When I was a kid, the horn at the fire barn signaled a snow day. The AM radio station, if the early morning country music DJ Cuzzin Dave was paying attention, or if he was across the street from the station getting a quick breakfast and a smoke while the stack on the turntable worked its way down to dead air, would catch on and Dave would give the weather, “It’s snowing pretty good, looks like a blizzard, no school today.”

For several weeks, it’s been a chilly, snowy, now icy misery much of the time. The best you can say is that there is sledding, and there is ice skating, the latter only if the snow would stop.

I found Abigail Higgins’s Garden Notes particularly heartening this week and perfectly on point, delivered with Abigail’s standard Barkan-like directness.

“I risk provoking ire when I mutter ‘weather weenies,’ but let’s get a grip: we used to have winters like this every winter. Snow: we get it, we get rid of it — and then we get some more. From the gardener’s viewpoint snow is a good thing. ‘Poor man’s fertilizer’ and an insulating layer are two benefits, and the accompanying cold is welcome as a disinfecting control for soil-borne and insect organisms.

“Islanders are eager for spring, the above notwithstanding. Pre-breeding season birdsong has begun; the woods, otherwise quiet and shrouded in cold and snow, are full of it.
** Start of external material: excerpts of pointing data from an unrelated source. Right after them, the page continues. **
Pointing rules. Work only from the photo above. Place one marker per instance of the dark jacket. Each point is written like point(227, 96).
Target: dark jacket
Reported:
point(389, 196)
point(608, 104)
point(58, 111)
It is an early sign, as is the flowing of springs and streams, freed from the stasis of winter, and the coloring of twig tips.”

I don’t think Abigail was at all daunted by the risk she assumed.

In a long ago farming life of mine, in the farm pond down the steep, grassy slope below the house, the farm-raised ducklings trailed obediently behind their mother as she passed from shore to shore. It was not much of a pond, more of a West Tisbury kettle hole scooped out of the marshy boundary between pastures.

Waste from the cattle pens drained into it, as did water from the more extensive marshes north across the large field. A sheltering cluster of beetlebung trees, a few locust and black cherry, and one overhanging oak sheltered the western side. Grass ran to the water’s edge everywhere else around the circumference.

Springs fed the marshes from the higher elevations, so the pond was never low, not even in the driest summers. In the winter, because it was low and protected all around, the pond formed ice that hardened and thickened quickly. Winters without skating were rare, as were winters without ice choking Vineyard Haven Harbor and Nantucket Sound.

One of those long ago winter mornings, I recall cold, thick fog, drizzle, and bits of ice floating in Vineyard Sound between West Chop and the Woods Hole entrance buoy — in other words, standard February weather for this sea-girt paradise.

We were on the Islander bound for Woods Hole, hurrying to Boston to catch a plane to Florida, but the current-driven ice had rearranged the buoys in the Woods Hole Passage. We lay outside the Hole, waiting for the visibility to improve, so the Islander’s captain could navigate to the dock safely, no matter where the buoys had got to. We missed the plane.

That’s the sort of winter weather that makes us happy and the pond water solid. Happy in the congratulatory sense that we’re built tough and equipped for this sort of thing. That’s the sort of winter that makes skating and ice boating on Squibnocket Pond possible, or skating parties on moonlit evenings at Old House Pond or Parsonage Pond, or Sunday pond hockey at Uncle Seth’s. Those were the sorts of winters that put this one in its historic place, as just another like the others. Winter being winter, I suppose.